L’arrivée d’Airbnb en France, et particulièrement à Paris, a chamboulé le marché de l’hôtellerie, mais a aussi incité les propriétaires et les investisseurs à se lancer dans le locatif saisonnier, beaucoup plus lucratif. L’engouement à Paris a été tellement fort que certains quartiers, notamment centraux, commencent à être désertés par les habitants, au profit des locations touristiques. Au prix de location pratiquée sur Airbnb, difficile en effet pour les propriétaires et les investisseurs de résister. Mais cette ruée vers l’or pourrait prendre fin avec la limitation de la durée de location annuelle des résidences principales proposée par le sénat. Ce texte a provoqué la fureur chez les loueurs, qui voient leur complément de revenu sérieusement mis en doute. Alors qu’en est-il vraiment ? Peut-on encore miser sur l’investissement locatif saisonnier ?
Ce texte propose de donner aux maires de toutes les communes de France, la possibilité de limiter la location à 60 jours au lieu des 120 actuels. De plus, la ville pourrait s’octroyer le droit de refuser la mise en ligne d’un logement si le quartier est déjà saturé. La justification de ce texte est de limiter le départ des habitants dans les centre-villes et donc une muséification de certaines villes comme Paris. Mais cette proposition est-elle efficace ? Puisqu’elle ne s’applique qu’aux résidences principales, qui sont par définition, occupées la grande majorité de l’année par leurs propriétaires, on est en droit de se demander si empêcher des propriétaires d’obtenir occasionnellement un complément de revenu via de la location à courte durée va réellement changer quelque chose au problème bien réel de la désertification des centres-villes. De plus, cela ne semble pas vraiment concerner les gros investisseurs qui achètent des immeubles entiers à Paris pour ensuite les louer, quitte à les laisser vides une partie de l’année, ce qui, on le comprend, est hautement débattable. Il ne faudrait pas confondre les loueurs occasionnels qui utilisent Airbnb comme un complément de revenu, notamment pour compenser les prix élevés de l’immobilier à Paris, et les gros investisseurs qui vivent uniquement de cette activité.
La tendance est déjà là. Pour éviter de se limiter à 120 jours de location à l’année, des investisseurs n’hésitent pas à louer des locaux commerciaux, transformés en logements. A la différence des résidences principales, les locaux commerciaux peuvent être loués toute l’année. On peut donc imaginer que si la location saisonnière se limitait à 60 jours par an, de plus en plus d’investisseurs seraient tentés de se tourner vers la location de locaux commerciaux. Sur l’année 2018, la moitié des nouveaux logements mis en ligne sur la plateforme Airbnb étaient en réalité des locaux commerciaux.

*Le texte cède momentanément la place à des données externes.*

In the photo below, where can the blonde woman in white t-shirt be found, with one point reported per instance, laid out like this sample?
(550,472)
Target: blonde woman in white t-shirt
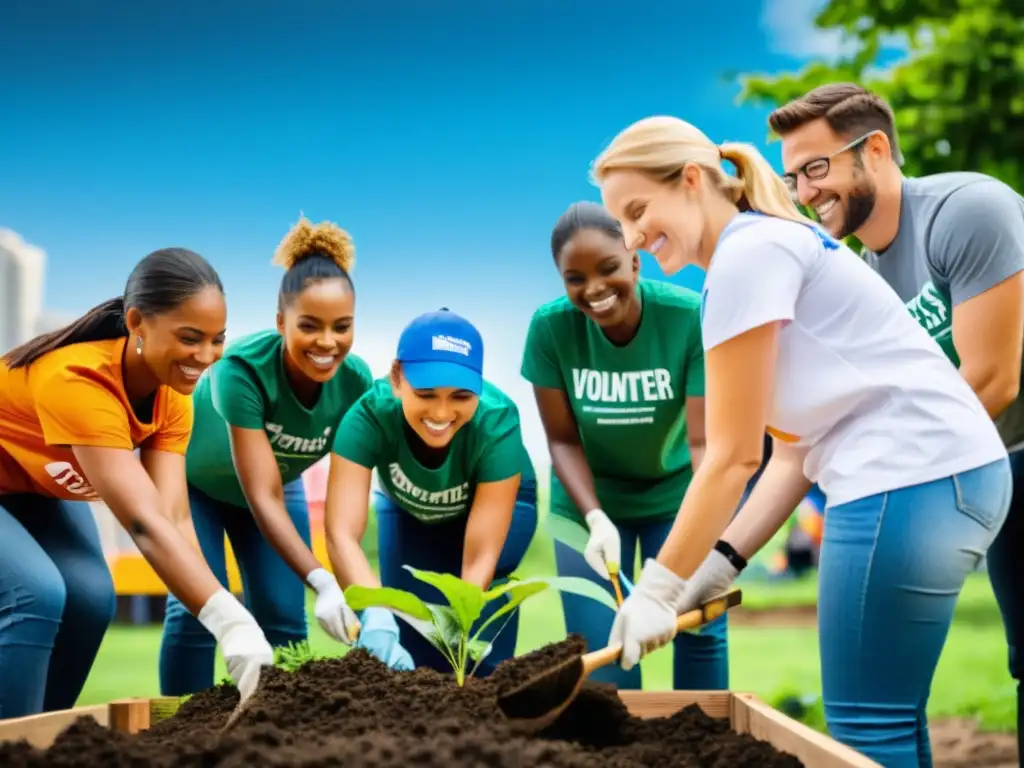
(806,341)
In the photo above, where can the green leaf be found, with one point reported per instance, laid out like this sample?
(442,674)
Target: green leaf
(359,598)
(477,648)
(519,591)
(466,599)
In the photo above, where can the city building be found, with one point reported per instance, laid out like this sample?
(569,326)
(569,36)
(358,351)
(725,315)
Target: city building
(22,269)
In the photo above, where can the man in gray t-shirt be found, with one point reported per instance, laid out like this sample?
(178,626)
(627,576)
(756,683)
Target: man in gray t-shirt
(960,236)
(951,245)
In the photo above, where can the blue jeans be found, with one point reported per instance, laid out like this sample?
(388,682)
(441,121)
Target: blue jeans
(274,595)
(56,600)
(1006,570)
(892,567)
(700,662)
(404,541)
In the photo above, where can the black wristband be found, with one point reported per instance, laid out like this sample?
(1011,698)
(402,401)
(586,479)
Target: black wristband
(735,559)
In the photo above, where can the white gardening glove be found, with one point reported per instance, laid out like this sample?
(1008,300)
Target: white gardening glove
(604,547)
(647,619)
(331,610)
(242,641)
(712,578)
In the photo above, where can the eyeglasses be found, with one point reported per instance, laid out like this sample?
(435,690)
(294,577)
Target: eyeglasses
(818,168)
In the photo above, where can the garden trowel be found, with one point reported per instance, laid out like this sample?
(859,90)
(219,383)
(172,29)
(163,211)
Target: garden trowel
(538,702)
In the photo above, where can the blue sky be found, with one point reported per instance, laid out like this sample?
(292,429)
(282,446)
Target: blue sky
(446,137)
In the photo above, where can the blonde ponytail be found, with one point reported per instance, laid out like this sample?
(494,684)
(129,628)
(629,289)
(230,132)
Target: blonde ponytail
(762,187)
(659,146)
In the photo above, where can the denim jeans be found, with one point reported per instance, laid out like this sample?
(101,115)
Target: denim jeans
(892,567)
(700,660)
(274,595)
(1006,570)
(56,600)
(404,541)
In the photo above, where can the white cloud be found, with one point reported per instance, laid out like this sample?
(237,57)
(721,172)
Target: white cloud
(790,25)
(791,30)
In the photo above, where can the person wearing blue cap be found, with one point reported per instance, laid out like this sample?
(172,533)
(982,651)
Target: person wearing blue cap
(458,493)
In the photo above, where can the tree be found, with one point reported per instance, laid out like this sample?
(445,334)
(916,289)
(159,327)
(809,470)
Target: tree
(958,94)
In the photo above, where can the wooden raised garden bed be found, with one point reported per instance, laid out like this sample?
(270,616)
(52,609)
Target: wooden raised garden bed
(745,714)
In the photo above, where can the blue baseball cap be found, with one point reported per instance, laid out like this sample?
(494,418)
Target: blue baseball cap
(441,349)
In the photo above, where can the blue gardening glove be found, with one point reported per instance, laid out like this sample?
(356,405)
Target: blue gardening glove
(380,637)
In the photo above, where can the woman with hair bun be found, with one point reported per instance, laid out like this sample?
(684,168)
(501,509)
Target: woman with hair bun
(264,414)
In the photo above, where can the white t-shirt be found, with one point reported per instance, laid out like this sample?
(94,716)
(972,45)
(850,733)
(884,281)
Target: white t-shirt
(858,382)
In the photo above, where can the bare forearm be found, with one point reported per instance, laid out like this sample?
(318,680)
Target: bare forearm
(995,391)
(778,491)
(696,455)
(348,561)
(179,564)
(569,464)
(275,524)
(710,502)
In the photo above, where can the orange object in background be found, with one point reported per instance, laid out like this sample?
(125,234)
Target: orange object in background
(133,576)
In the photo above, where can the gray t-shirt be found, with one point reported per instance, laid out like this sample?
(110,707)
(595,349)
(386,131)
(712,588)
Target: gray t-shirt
(960,233)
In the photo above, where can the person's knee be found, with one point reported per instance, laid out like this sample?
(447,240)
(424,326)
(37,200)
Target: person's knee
(38,599)
(91,601)
(885,731)
(181,628)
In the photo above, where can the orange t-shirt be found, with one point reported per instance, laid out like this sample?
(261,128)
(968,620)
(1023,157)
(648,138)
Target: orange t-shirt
(75,396)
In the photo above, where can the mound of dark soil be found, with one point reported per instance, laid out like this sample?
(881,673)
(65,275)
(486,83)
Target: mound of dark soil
(354,712)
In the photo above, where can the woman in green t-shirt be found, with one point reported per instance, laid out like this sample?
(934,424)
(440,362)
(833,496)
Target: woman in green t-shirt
(265,413)
(617,371)
(458,493)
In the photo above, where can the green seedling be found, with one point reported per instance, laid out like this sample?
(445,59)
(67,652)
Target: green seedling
(451,628)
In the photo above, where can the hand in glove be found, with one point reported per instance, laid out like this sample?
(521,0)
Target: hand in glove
(331,610)
(604,547)
(647,619)
(242,641)
(380,637)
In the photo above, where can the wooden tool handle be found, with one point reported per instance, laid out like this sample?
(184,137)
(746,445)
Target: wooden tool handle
(708,611)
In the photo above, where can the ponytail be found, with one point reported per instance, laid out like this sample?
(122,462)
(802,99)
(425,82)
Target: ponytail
(103,322)
(763,190)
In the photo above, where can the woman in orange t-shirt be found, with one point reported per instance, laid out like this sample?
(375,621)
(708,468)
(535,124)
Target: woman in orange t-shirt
(75,407)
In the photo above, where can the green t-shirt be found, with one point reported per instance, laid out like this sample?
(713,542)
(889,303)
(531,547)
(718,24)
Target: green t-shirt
(487,449)
(629,401)
(249,388)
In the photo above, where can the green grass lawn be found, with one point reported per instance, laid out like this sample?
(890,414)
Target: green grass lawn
(773,663)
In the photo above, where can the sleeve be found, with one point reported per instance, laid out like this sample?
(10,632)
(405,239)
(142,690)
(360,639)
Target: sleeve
(756,279)
(540,358)
(236,396)
(175,431)
(81,409)
(694,359)
(502,456)
(360,436)
(977,239)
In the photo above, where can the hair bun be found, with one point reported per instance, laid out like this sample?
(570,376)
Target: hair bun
(325,239)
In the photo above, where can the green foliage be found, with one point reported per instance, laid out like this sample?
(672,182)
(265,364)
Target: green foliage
(292,656)
(956,94)
(450,628)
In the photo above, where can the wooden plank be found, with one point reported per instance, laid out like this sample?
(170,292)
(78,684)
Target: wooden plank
(663,704)
(750,715)
(40,730)
(129,715)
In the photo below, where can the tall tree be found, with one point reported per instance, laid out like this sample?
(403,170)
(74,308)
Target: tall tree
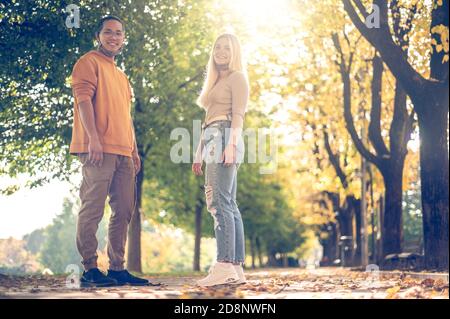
(430,98)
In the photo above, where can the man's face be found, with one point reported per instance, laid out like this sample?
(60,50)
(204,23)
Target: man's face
(112,35)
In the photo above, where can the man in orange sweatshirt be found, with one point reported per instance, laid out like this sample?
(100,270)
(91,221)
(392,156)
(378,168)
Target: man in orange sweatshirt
(103,138)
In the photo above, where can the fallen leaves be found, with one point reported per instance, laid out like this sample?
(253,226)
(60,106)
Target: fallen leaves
(265,283)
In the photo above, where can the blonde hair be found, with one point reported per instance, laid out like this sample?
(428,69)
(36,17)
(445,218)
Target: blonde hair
(212,74)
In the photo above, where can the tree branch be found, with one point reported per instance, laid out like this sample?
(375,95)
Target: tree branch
(375,111)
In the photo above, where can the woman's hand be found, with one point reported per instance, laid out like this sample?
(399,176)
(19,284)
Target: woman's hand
(197,169)
(229,155)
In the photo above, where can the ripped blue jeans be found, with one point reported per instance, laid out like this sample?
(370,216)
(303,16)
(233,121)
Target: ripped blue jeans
(220,191)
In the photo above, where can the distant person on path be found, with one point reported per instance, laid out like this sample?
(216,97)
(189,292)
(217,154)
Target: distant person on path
(224,97)
(103,138)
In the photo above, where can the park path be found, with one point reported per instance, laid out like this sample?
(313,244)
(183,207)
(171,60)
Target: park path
(285,283)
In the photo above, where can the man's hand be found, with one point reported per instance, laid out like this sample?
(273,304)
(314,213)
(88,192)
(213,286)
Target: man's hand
(229,155)
(95,149)
(136,161)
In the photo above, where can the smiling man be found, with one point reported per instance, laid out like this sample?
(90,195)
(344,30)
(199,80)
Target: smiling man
(103,138)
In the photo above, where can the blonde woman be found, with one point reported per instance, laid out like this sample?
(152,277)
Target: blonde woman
(224,97)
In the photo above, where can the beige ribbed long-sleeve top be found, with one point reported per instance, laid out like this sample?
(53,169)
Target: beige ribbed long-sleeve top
(229,96)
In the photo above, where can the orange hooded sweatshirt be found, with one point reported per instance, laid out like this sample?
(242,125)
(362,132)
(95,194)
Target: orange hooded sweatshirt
(96,77)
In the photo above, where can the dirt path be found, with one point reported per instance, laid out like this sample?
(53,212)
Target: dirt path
(334,283)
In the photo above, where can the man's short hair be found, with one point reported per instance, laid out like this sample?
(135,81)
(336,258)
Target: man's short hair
(107,18)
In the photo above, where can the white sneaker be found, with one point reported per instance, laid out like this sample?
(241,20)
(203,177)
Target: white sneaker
(219,274)
(240,272)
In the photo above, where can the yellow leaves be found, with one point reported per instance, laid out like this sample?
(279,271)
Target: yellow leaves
(442,31)
(392,292)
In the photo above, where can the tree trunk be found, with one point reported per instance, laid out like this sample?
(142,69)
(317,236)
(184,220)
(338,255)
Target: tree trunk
(198,234)
(392,228)
(434,185)
(134,229)
(346,226)
(357,261)
(252,251)
(258,250)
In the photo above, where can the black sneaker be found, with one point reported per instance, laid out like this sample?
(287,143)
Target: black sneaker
(123,277)
(95,278)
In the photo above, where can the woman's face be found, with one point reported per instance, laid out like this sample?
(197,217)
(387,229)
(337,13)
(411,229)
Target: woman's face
(222,52)
(112,35)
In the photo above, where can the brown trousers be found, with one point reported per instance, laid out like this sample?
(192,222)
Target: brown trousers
(116,178)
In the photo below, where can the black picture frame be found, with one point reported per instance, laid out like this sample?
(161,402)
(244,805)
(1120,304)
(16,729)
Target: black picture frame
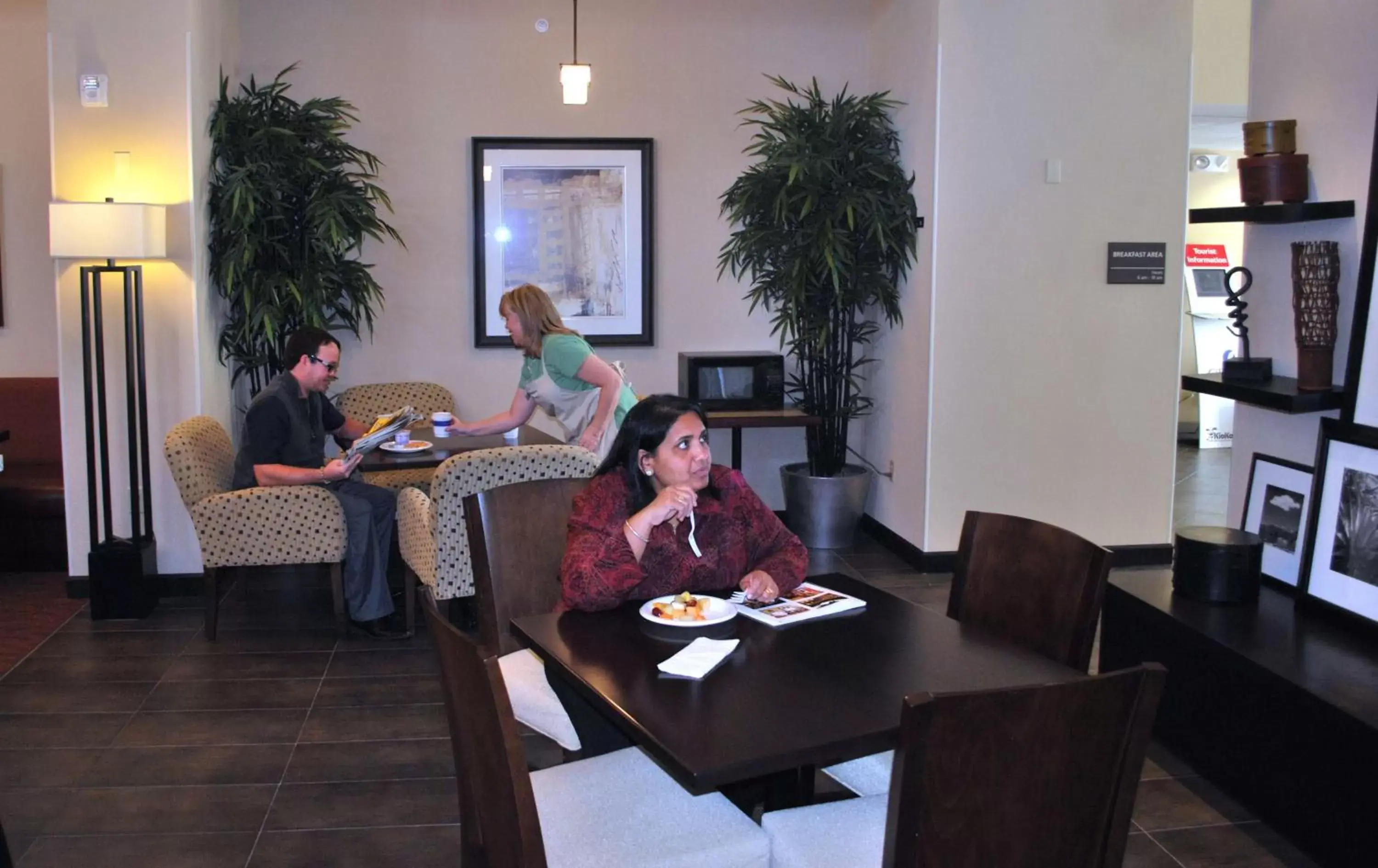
(1322,583)
(1282,568)
(630,320)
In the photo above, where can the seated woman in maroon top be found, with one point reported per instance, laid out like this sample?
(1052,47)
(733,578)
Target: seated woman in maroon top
(630,534)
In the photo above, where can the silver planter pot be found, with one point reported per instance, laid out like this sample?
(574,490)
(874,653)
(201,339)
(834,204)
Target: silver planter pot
(825,510)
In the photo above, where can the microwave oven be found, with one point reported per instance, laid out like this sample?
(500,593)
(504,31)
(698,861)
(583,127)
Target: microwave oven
(734,381)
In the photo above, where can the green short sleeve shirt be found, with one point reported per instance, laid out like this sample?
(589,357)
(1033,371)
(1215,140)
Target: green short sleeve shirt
(564,355)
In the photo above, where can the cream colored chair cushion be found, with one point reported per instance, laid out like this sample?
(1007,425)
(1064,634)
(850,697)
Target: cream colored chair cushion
(622,811)
(848,834)
(534,703)
(253,527)
(373,400)
(864,776)
(479,472)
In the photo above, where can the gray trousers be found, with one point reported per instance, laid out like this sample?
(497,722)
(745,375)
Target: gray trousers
(370,517)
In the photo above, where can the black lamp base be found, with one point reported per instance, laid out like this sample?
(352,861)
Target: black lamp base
(1248,371)
(123,579)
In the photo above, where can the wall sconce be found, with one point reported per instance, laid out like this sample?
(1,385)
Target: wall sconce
(575,78)
(122,571)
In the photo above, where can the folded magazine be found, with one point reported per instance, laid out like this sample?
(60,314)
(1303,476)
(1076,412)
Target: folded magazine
(807,601)
(384,430)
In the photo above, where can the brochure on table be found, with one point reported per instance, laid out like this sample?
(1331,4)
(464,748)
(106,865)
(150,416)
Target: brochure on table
(1206,266)
(808,601)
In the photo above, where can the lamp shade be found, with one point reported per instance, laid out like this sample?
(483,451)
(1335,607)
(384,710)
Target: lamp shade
(575,79)
(107,231)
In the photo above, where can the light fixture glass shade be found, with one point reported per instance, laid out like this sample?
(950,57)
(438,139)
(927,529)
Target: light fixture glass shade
(575,78)
(107,231)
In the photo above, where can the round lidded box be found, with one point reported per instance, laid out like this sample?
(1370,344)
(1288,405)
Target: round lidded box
(1217,565)
(1270,138)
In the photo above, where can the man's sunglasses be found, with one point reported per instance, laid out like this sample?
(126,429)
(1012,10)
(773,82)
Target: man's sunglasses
(330,367)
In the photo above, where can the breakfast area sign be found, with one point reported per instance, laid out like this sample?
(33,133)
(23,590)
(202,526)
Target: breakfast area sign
(1136,264)
(1206,257)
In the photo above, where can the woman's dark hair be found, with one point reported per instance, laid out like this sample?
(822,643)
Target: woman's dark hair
(306,341)
(645,428)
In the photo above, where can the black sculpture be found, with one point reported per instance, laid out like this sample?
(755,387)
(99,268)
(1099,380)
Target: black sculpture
(1243,368)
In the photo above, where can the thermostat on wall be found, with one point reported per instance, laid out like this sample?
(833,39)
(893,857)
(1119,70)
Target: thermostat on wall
(96,91)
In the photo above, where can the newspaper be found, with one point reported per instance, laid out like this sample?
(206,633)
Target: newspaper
(384,430)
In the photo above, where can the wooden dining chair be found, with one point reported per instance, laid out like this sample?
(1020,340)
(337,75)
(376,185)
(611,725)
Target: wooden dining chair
(516,543)
(616,809)
(501,513)
(1024,581)
(1020,778)
(1033,583)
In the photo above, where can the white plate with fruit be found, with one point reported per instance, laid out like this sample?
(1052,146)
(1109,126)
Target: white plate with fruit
(688,611)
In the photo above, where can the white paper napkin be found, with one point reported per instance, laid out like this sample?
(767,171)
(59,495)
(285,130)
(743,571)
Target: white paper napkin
(699,658)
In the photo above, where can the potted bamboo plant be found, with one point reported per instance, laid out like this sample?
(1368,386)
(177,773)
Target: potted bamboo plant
(825,229)
(290,206)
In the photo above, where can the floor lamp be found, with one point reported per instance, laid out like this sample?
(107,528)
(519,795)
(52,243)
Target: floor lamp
(122,571)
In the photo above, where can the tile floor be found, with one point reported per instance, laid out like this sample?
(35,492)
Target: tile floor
(144,744)
(1202,488)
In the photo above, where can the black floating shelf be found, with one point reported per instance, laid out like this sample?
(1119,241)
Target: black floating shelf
(1296,213)
(1278,395)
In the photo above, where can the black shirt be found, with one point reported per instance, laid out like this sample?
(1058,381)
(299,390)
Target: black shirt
(269,426)
(283,428)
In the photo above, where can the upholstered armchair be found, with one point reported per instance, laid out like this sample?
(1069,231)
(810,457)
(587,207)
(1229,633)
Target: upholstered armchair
(373,400)
(253,527)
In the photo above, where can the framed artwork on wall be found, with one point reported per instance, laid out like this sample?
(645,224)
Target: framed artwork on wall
(1340,564)
(1275,509)
(574,217)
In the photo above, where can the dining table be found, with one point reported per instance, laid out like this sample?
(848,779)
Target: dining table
(443,448)
(787,699)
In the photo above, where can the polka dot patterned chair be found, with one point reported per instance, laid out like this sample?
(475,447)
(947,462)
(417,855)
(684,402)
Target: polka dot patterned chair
(253,527)
(374,400)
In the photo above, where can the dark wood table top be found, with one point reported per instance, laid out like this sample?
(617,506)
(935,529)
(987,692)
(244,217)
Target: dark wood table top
(812,693)
(787,418)
(446,447)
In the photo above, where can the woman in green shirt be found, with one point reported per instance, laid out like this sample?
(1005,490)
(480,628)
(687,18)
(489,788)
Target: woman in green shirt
(560,374)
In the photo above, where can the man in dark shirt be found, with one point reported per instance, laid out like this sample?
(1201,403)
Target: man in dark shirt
(284,443)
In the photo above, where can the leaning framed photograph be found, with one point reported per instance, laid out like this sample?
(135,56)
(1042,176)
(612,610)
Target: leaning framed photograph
(1340,564)
(1275,509)
(574,217)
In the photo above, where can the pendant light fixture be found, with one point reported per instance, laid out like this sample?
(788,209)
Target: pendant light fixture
(576,76)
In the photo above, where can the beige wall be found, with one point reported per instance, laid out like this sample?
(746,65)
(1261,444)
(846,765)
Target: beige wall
(1055,395)
(147,49)
(904,60)
(440,72)
(1314,62)
(29,337)
(1220,75)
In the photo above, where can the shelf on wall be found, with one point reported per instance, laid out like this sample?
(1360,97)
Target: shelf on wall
(1278,395)
(1294,213)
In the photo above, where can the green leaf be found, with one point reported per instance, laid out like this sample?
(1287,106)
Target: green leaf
(290,206)
(825,229)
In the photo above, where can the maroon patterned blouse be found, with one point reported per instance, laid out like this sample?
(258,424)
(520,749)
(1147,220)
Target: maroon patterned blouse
(736,532)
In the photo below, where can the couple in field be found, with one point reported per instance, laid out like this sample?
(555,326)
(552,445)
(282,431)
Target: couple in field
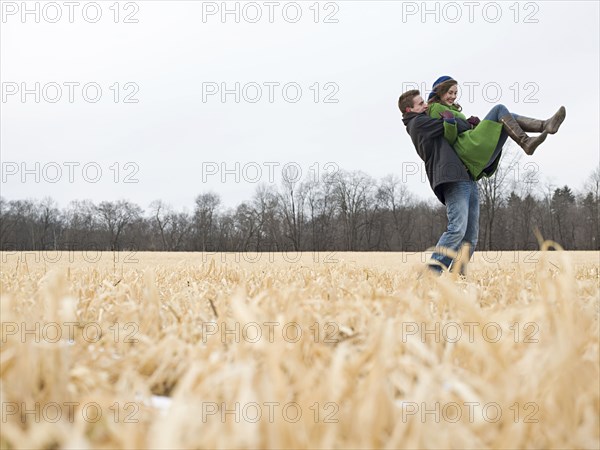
(457,152)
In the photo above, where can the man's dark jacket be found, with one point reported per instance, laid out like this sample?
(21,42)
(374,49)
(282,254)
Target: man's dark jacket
(442,165)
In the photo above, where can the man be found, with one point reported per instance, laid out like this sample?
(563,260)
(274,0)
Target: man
(447,175)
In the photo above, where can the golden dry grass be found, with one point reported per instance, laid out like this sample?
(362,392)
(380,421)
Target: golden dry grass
(380,362)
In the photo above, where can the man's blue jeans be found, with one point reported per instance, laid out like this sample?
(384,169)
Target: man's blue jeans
(462,208)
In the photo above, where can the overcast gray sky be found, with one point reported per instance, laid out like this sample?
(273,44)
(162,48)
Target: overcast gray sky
(130,99)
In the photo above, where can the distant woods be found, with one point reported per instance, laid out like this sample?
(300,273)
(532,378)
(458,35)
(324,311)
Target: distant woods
(346,211)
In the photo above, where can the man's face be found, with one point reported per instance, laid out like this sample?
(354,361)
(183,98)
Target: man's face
(419,105)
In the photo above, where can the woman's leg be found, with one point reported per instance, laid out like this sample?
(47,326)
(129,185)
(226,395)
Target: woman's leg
(537,126)
(500,113)
(528,124)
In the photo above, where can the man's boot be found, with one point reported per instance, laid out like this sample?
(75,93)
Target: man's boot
(537,126)
(517,134)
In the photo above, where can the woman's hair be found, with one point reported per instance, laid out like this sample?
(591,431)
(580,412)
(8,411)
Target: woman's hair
(441,89)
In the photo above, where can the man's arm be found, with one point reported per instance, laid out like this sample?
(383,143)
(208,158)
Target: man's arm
(450,128)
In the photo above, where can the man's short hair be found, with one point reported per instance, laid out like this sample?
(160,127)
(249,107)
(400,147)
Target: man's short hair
(406,100)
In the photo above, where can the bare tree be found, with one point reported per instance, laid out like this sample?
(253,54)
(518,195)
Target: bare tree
(492,191)
(115,216)
(204,216)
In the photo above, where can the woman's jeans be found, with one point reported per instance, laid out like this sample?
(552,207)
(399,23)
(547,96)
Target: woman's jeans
(462,208)
(495,113)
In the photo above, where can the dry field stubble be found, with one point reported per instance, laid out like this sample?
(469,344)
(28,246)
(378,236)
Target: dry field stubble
(323,351)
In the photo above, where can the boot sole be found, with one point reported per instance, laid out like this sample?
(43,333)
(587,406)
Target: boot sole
(560,119)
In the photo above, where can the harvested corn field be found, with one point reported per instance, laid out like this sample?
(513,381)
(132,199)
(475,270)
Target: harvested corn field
(339,350)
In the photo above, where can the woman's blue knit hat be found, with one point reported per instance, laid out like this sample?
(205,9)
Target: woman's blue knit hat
(436,83)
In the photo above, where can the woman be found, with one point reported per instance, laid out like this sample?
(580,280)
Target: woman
(480,147)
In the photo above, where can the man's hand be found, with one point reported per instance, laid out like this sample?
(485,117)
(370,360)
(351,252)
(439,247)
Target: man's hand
(448,117)
(474,121)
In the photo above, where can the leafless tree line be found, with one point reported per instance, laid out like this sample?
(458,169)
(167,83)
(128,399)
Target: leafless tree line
(345,211)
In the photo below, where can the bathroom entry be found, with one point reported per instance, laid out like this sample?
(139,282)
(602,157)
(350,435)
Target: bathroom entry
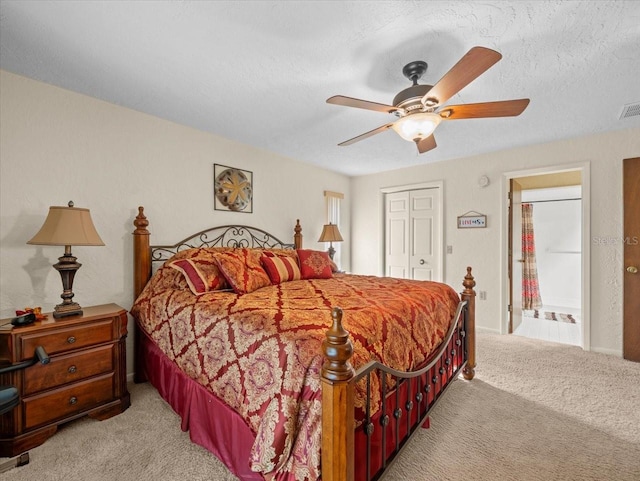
(546,257)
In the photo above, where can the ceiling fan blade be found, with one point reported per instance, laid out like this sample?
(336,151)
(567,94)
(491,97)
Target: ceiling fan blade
(475,62)
(365,135)
(426,144)
(362,104)
(504,108)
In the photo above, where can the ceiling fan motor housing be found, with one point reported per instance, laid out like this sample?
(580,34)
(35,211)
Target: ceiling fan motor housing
(409,98)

On pourrait se retrouver donc avec des immeubles intégralement loués sur Airbnb, du rez-de-chaussée au dernier étage. Après la désertification des habitants, ça serait au tour des commerçants. La mairie de Paris est là face à une réelle difficultée. Le maire-adjoint en charge du logement a déjà contacté le ministre du logement à ce sujet pour tenter de sensibiliser les pouvoir publics sur la question.
L’encadrement de Airbnb devient de plus en plus compliqué pour les équipes de la mairie. L’adéquation de la loi Française avec la justice européenne est mise en cause. La cour de justice Européenne doit se prononcer sur les obligations des propriétaires et en particulier de la plateforme. Celle-ci pourrait notamment ne plus avoir à remettre d’informations à la mairie. Ce qui rendrait le respect de la loi difficile à contrôler.